In the fall of 2004, I taught myself to like red wine. Until that point, I loathed the stuff. It took a while, but I got the hang of it and now – even though I can barely tell a good one from a cheap box one, I enjoy it.
Bear with me, there’s method to my madness.
I’ve been off work now for about a month and pondering my next move. While I’m enjoying the freedom that comes with being home full-time, I’m getting antsy to do something outside these 4 walls. However, since I’ve decided to seek out the “perfect” gig – if there is such a thing, I’m filling days until that happens with various projects, plans and adventures.

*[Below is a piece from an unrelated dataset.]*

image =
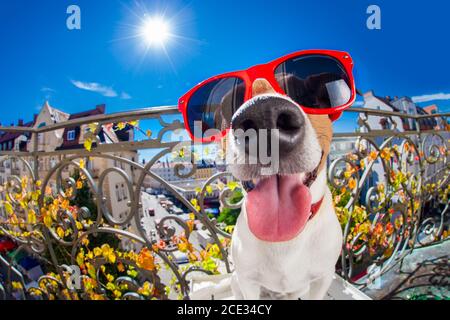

One of these projects is learning to cook. Oddly, I am semi-obsessed with food blogs, cookbooks and recipes. I love the pictures of food that Shira takes and how she makes veggie food look so easy and delectable (I am not a vegetarian). If someone links to a recipe on their blog, I feel obliged to click. I can spend hours looking a pictures of food on Pinterest (my own personal productivity vortex) and thumbing through recipe books. I so admire my friends who can make delicious meals from scratch, with little or no guidelines.
I think eating out is a luxury – one of my favourites. It doesn’t have to be fancy or high-end for me to enjoy it. I love that someone else has taken the time to prepare something that I want to eat.
I really, really dislike cooking. I am not good at it, never have been. If I set foot in a kitchen with the intent of making something, I get easily distracted by almost anything else and, worse, someone will almost always comment “ooh look! Cogger’s in the kitchen”! This makes me want to turn on my heel,have cereal for dinner and let everyone fend for themselves.
So back to my learning to love red wine. I figure I’ve got time now, maybe I can teach myself to like cooking? I initially thought that I would do something insane like trying a new recipe daily and then realized that that was just setting myself up for total failure. So I’ll start slow, maybe twice a week? The trick will be making things that everyone – including me – will like to eat. And that doesn’t mean making cookies every day.
Since I like round numbers and things to be *just* so, I’ll start November 1 and give myself a month. I figure this gives me lots of time to continue to peruse recipes and pretty pictures of salad, guilt-free, until at least October 30.
Maybe if I cooked while drinking red wine it would make the learning curve less steep?